As you can see (towards the bottom) we have two times within 13:30 {2019-07-18T13:30:50, 2019-07-18T13:30:09}

Technically I would want to be selecting the 2019-07-18T13:30:09 as that is closest to the minute (9 seconds away, where as the other is 10 seconds)

Also, if you look within the response the times have seconds and are not rounded down.

Please dont hesitate to ask any further questions if this has not been clear.

2
What are DateTimeUtils.toLocalDateTime and DateUtils.round?assylias
DateTimeUtils.toLocalDateTime converts a Date to LocalDateTime. DateUtils is apache library which rounds the time to nearest minute, hour or whatever you specifyAlexander Dunn

2 Answers

1
votes

What you seem to want is to calculate the seconds elapsed since the beginning of the minute. So in your example, 13:30:09 would be 9 seconds after the minute and 13:30:50 would be 50 seconds after the minute.

To calculate that you could use this method:

public static int distanceToMinute(LocalDateTime t) {
  LocalDateTime minute = t.truncatedTo(ChronoUnit.MINUTES);
  return (int) ChronoUnit.SECONDS.between(minute, t);
}

which will return 9 and 50 for the two examples you gave as expected.

The next step would be to group the times by their minutes, something like:

List<LocalDateTime> times = ...
Map<LocalDateTime, List<LocalDateTime>> timesByMinute = times.stream()
                    .collect(Collectors.groupingBy(t -> t.truncatedTo(ChronoUnit.MINUTES)));

And then reduce each list to the element that's closesest to the minute:

public static LocalDateTime bestTime(List<LocalDateTime> times) {
  return times.stream()
           .sorted((t1, t2) -> Integer.compare(distanceToMinute(t1), distanceToMinute(t2)))
           .findFirst().get();
}    
0
votes

I think one of problems could be this line:

.filter(JourneyServiceUtil.distinctByKey(x -> roundToClosestMinute(x)))

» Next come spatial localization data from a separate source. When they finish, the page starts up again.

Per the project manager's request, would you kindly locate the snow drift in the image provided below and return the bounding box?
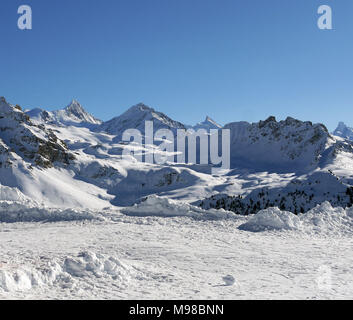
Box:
[0,251,132,293]
[239,201,353,235]
[0,201,102,223]
[121,195,236,219]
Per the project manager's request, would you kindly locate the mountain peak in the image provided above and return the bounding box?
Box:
[65,99,84,112]
[0,97,18,115]
[333,121,353,141]
[128,103,154,113]
[193,115,222,130]
[99,103,185,136]
[61,99,102,125]
[337,121,347,129]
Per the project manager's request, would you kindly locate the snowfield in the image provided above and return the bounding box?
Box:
[1,198,353,300]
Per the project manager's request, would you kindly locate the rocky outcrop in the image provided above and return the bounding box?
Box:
[0,97,75,168]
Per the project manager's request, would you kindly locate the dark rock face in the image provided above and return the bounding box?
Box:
[0,97,75,168]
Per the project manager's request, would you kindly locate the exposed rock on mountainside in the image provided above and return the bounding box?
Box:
[0,97,75,168]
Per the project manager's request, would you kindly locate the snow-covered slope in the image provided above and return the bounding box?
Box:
[198,171,353,215]
[0,97,113,208]
[333,122,353,141]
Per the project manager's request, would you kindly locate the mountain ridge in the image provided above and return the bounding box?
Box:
[26,99,102,126]
[2,96,353,214]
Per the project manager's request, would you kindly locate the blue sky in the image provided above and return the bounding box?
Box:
[0,0,352,130]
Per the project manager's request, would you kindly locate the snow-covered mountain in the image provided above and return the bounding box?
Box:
[333,122,353,141]
[26,99,102,126]
[99,103,186,138]
[195,116,353,213]
[225,116,335,172]
[192,116,222,130]
[2,96,353,215]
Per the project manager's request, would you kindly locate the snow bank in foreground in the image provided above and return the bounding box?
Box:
[0,201,101,223]
[121,195,235,219]
[0,251,132,292]
[239,201,353,234]
[238,207,301,232]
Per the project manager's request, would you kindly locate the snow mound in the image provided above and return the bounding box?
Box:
[121,195,235,219]
[301,202,353,235]
[238,207,301,232]
[63,251,131,281]
[0,201,101,223]
[0,251,132,293]
[239,201,353,235]
[0,266,43,292]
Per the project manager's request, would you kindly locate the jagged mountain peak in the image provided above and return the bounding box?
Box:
[61,99,102,125]
[193,115,222,130]
[338,121,347,127]
[333,121,353,141]
[65,99,83,111]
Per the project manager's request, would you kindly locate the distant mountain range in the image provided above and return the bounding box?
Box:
[1,95,353,215]
[26,99,102,126]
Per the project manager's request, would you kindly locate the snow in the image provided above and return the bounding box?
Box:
[121,195,235,219]
[26,100,102,126]
[99,103,185,137]
[192,116,222,131]
[2,97,353,299]
[239,201,353,236]
[0,201,105,223]
[1,202,353,299]
[3,97,353,215]
[239,207,301,232]
[0,250,133,293]
[224,116,333,172]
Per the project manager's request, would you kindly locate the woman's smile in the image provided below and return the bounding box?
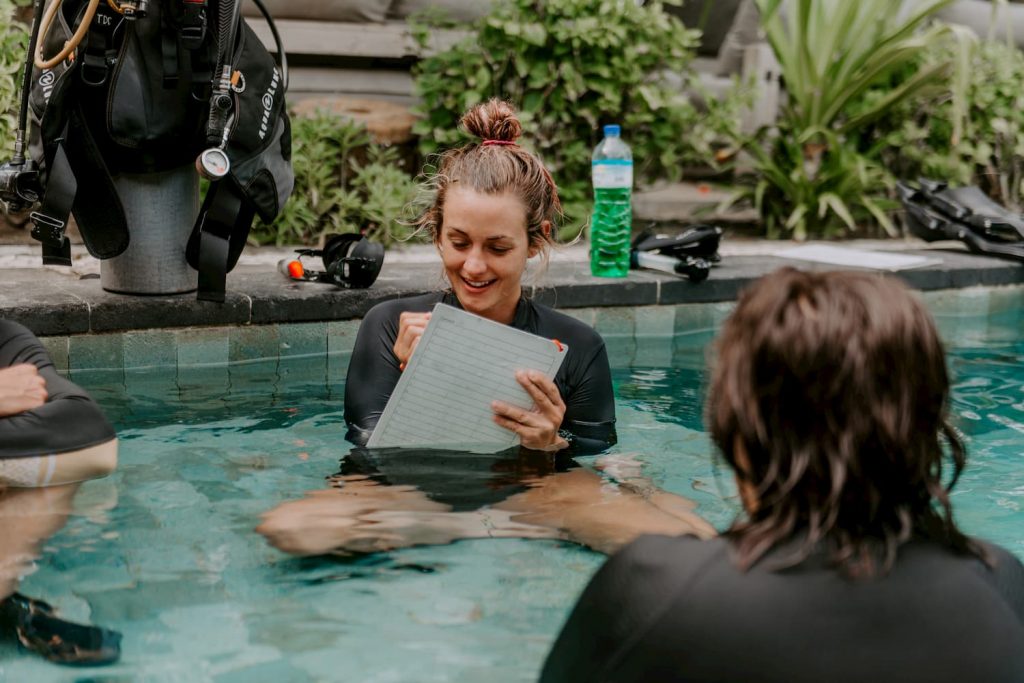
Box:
[439,187,538,324]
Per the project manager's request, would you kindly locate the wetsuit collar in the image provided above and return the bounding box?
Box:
[442,291,532,330]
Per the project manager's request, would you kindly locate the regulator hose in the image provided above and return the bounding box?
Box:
[35,0,102,70]
[17,0,47,152]
[247,0,287,92]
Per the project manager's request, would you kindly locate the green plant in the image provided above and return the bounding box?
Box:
[0,0,29,159]
[867,36,1024,213]
[731,0,959,239]
[252,112,421,247]
[412,0,748,238]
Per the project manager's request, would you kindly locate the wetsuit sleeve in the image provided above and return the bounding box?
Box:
[561,341,616,454]
[0,320,116,458]
[343,304,402,445]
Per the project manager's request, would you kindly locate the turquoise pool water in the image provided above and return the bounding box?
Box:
[2,288,1023,682]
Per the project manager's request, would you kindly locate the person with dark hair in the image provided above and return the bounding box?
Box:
[257,100,715,557]
[0,320,121,665]
[541,268,1024,683]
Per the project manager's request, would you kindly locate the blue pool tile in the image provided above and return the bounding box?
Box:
[328,350,351,390]
[604,335,637,368]
[230,325,281,363]
[634,307,675,368]
[124,369,181,411]
[326,320,360,356]
[593,307,636,338]
[327,320,360,387]
[69,332,125,372]
[123,329,178,370]
[176,327,231,392]
[673,301,731,338]
[176,327,231,368]
[595,308,639,367]
[635,306,675,337]
[39,335,69,372]
[277,322,327,359]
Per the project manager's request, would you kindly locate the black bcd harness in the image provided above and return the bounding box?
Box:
[26,0,293,301]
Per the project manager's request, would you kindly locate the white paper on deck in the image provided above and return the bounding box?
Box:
[773,245,942,271]
[367,303,568,451]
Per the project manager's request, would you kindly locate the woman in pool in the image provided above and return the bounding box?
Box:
[343,98,615,454]
[257,100,714,557]
[541,269,1024,682]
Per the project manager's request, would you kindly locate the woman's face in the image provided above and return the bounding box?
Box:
[438,187,543,324]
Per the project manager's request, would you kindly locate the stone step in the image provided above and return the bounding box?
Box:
[633,180,758,225]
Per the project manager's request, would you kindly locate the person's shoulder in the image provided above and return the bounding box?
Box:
[529,301,605,348]
[611,533,728,580]
[972,539,1024,586]
[957,538,1024,625]
[975,539,1024,568]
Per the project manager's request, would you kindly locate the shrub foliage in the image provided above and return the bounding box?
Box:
[412,0,747,236]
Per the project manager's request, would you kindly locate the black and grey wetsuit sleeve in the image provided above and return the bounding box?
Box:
[343,302,405,445]
[558,340,616,454]
[0,320,116,459]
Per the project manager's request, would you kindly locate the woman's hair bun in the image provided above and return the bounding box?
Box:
[461,99,522,143]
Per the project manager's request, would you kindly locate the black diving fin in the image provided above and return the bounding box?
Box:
[898,180,1024,263]
[0,592,122,666]
[915,178,1024,242]
[629,224,721,283]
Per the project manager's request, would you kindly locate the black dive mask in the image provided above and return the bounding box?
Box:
[279,234,385,289]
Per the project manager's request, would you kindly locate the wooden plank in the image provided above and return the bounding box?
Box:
[246,19,468,60]
[284,67,416,104]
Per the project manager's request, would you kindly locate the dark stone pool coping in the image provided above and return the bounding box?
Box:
[2,246,1022,336]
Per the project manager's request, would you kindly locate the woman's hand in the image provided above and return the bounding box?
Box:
[492,370,569,451]
[392,311,431,368]
[0,364,47,417]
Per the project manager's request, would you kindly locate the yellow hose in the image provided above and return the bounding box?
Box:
[34,0,102,70]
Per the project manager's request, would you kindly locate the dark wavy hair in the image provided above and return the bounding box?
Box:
[707,268,985,578]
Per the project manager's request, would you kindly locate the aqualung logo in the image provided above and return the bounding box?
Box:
[39,71,55,104]
[258,69,280,141]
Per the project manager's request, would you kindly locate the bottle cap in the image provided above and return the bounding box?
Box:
[603,124,621,137]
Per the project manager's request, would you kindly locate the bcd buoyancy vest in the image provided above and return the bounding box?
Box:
[27,0,293,301]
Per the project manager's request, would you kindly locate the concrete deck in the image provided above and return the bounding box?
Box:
[1,238,1022,337]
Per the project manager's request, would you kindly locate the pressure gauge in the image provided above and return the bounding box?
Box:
[197,148,230,181]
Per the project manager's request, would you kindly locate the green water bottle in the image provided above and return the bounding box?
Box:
[590,124,633,278]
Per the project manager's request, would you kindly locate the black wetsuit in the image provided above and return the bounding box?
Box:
[541,534,1024,683]
[339,445,578,512]
[0,320,116,459]
[344,292,617,453]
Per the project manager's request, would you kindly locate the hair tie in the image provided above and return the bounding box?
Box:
[482,139,515,146]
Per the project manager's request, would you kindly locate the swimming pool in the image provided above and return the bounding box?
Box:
[2,285,1022,682]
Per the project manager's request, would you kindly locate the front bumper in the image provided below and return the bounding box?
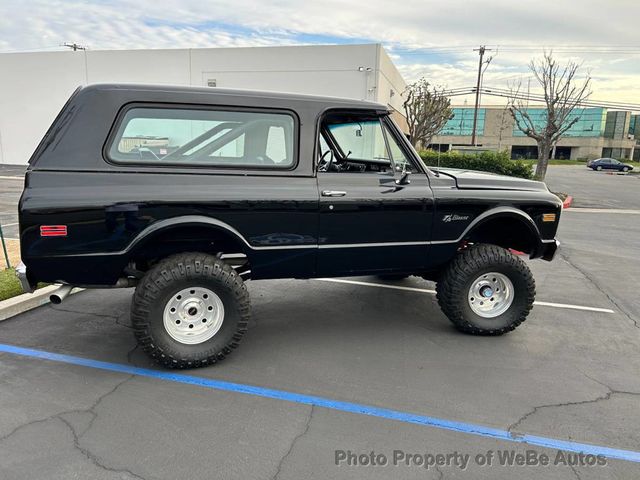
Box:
[541,239,560,261]
[15,262,34,293]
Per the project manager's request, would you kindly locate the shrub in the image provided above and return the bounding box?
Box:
[418,150,534,180]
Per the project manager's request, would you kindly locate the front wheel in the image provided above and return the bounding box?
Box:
[131,253,250,368]
[436,244,535,335]
[596,165,603,171]
[622,167,629,172]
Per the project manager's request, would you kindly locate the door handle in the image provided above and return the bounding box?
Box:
[321,190,347,197]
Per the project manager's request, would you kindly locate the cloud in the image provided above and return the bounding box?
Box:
[1,0,639,105]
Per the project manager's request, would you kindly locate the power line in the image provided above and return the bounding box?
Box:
[61,43,87,51]
[391,45,640,56]
[482,87,640,109]
[441,86,640,112]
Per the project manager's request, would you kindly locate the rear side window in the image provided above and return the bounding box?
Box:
[107,107,296,168]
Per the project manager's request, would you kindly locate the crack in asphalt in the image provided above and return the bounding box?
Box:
[569,463,583,480]
[126,343,140,366]
[507,374,640,436]
[271,405,314,480]
[58,415,146,479]
[0,416,59,444]
[559,251,639,330]
[0,375,145,478]
[50,305,133,330]
[65,375,134,439]
[114,312,134,330]
[434,464,444,479]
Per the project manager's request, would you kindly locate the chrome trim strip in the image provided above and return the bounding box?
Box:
[318,241,433,249]
[42,239,454,258]
[37,215,460,258]
[253,244,317,250]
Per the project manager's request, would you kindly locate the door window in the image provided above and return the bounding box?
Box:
[383,122,415,173]
[327,120,389,163]
[321,113,417,173]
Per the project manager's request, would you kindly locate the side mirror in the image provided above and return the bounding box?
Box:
[395,170,411,185]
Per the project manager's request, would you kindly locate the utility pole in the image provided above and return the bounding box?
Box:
[62,43,86,51]
[471,45,491,146]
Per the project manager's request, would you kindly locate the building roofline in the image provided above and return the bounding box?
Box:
[0,43,383,57]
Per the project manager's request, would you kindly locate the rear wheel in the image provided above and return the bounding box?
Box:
[131,252,250,368]
[436,244,535,335]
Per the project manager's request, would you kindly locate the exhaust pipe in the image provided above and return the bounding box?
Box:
[50,285,74,305]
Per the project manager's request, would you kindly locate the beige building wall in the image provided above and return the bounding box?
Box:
[375,45,408,131]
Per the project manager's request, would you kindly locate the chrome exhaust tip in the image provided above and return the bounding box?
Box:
[50,285,74,305]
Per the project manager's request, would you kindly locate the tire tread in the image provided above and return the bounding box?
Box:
[131,252,250,368]
[436,244,535,336]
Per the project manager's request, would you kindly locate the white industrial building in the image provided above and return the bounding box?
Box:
[0,44,407,166]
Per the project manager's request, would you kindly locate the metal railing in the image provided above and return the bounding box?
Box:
[0,222,11,269]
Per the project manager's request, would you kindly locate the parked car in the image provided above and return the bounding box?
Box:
[17,84,561,368]
[588,158,634,172]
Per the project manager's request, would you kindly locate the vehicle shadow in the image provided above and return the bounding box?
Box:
[0,277,515,375]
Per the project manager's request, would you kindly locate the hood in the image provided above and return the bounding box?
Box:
[435,168,548,192]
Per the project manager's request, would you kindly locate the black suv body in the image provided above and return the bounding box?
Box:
[18,84,561,368]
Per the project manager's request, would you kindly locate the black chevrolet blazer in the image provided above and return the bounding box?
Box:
[17,84,561,368]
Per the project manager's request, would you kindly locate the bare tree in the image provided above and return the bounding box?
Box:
[497,105,511,151]
[403,79,453,148]
[508,51,591,180]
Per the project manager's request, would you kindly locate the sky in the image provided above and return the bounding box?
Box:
[1,0,639,107]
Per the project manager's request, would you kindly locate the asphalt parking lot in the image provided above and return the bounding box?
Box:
[0,165,22,241]
[545,164,640,209]
[1,165,639,479]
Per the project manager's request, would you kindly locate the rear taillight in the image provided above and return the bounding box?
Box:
[40,225,67,237]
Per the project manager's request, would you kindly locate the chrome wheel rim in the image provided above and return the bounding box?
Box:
[163,287,224,345]
[468,272,514,318]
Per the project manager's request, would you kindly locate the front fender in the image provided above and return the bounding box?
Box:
[460,207,541,240]
[458,207,545,258]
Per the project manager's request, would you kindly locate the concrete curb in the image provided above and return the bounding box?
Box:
[0,285,83,322]
[562,195,573,209]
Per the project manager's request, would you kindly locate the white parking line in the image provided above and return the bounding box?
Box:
[565,208,640,215]
[0,222,18,227]
[318,277,437,294]
[316,278,615,314]
[0,176,24,180]
[533,301,614,313]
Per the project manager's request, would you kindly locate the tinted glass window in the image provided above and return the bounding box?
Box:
[108,107,295,168]
[383,123,415,173]
[328,120,389,162]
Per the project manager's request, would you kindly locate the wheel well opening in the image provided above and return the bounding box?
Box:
[464,216,537,254]
[127,225,249,272]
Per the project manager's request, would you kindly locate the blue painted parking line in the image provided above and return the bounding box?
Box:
[1,342,639,464]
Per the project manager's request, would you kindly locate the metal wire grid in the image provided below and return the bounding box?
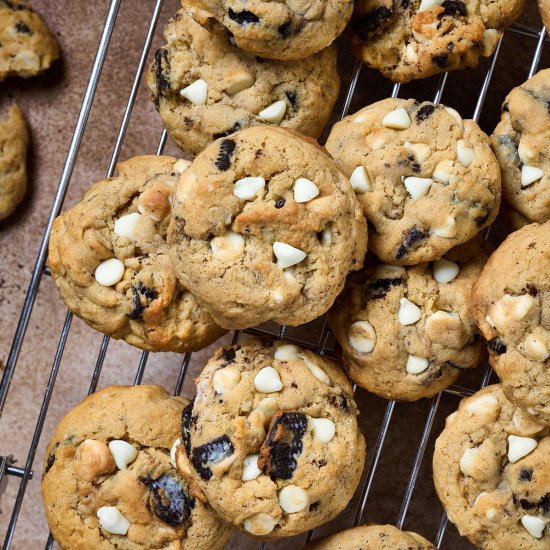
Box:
[0,1,547,548]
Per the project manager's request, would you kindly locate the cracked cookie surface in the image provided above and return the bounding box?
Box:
[175,338,366,539]
[434,384,550,549]
[325,98,500,264]
[42,385,232,550]
[0,0,59,80]
[329,238,488,401]
[147,8,339,157]
[168,126,367,330]
[182,0,353,61]
[471,221,550,425]
[350,0,524,83]
[49,155,226,352]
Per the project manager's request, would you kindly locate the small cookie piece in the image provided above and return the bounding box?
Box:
[42,385,232,550]
[326,98,501,264]
[329,239,487,401]
[168,126,367,330]
[471,222,550,425]
[434,384,550,549]
[182,0,353,61]
[305,524,436,549]
[49,155,226,352]
[0,0,60,80]
[175,338,366,539]
[0,105,28,220]
[147,8,340,157]
[492,69,550,224]
[350,0,524,83]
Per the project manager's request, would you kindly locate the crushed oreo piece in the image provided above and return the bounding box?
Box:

You're setting the key by rounding to the closest minute. The datetimes,2019-07-18T13:30:09 and 2019-07-18T13:30:50 will round to different minutes, 13:30:00 and 13:31:00. Therefore, they will have different keys and you'll get both of them in the results. You probably want to use floor here.

Also, you said the results are not rounded down. The filter sets the key to the rounded down object's eventTime value; however, it leaves the object untouched.